Un silencio fue la respuesta. Decidió que no podía reconocer demasiado claramente su negligencia.
-¿Cómo ha quedado la nave?
-No ha sido grave. Más espectáculo que otra cosa. Creemos que podremos regresar y en todo caso, aquí podríamos esperar una operación de rescate.
-Debería echarme a llorar. Ya estaba convencido de que moriría.
-Mi comandante, somos militares.
-¿Cómo se atreve a recordármelo?
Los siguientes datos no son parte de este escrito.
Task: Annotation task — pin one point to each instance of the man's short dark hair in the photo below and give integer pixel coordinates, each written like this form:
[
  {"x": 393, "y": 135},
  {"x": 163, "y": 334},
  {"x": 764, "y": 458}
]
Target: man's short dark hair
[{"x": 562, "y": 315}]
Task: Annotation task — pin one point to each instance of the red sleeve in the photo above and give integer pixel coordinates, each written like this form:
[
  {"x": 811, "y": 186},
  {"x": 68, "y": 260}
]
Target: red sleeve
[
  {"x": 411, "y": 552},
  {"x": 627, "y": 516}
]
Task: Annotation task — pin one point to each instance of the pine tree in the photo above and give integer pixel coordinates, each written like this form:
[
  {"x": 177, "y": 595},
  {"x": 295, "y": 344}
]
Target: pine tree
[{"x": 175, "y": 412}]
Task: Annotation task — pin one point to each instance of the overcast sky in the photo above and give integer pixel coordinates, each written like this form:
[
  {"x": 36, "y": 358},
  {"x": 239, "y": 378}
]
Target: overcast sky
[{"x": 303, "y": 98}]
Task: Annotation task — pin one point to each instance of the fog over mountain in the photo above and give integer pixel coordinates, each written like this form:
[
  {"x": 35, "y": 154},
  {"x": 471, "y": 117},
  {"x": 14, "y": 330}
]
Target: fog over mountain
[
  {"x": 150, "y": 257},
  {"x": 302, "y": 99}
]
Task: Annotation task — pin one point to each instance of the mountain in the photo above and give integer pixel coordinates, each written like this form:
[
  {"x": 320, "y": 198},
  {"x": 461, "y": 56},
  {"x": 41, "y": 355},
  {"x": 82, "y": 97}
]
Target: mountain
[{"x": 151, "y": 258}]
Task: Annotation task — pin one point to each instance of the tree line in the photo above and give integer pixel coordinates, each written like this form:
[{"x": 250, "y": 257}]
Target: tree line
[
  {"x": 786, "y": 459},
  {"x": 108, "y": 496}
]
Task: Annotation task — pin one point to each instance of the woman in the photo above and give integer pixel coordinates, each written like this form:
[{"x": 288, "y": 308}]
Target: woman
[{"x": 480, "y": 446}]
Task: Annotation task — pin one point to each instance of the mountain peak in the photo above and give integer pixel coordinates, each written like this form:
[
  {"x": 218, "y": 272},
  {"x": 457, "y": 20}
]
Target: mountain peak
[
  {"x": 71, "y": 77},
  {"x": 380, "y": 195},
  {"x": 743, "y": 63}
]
Además de insensible es usted irrespetuoso.
– ¿Quiere que le dejemos morir aquí, comandante? ¿Le abandonamos?
-¿Cómo dice, capitán?
-Mi comandante, desde que le ha dado por escribir se ha convertido usted en una especie de sonámbulo. Todo lo hace mal. Parece usted drogado. Nos ha puesto en peligro. La nave ha explotado porque usted lo permitió al configurar erróneamente su salida. ¿Qué tal si le abandonamos aquí y usted se queda mirando las estrellas? ¿Le abandonamos? Tenemos parejas e hijos, proyectos y emociones tan importantes como las suyas. Mi comandante, es usted un irresponsable. ¡Quédese aquí!
-Si me abandonan acabarán en la cárcel todos. Y yo no podré escribir más.
-¿No podrá escribir más? ¿Es eso lo único que le importa?
Dobrovolsky guardó silencio.
Dentro de la nave, los otros tres tripulantes estaban tan irritados como Guerásimov o más aún y se miraron a los ojos como preguntándose unos a otros: ¿nos vamos?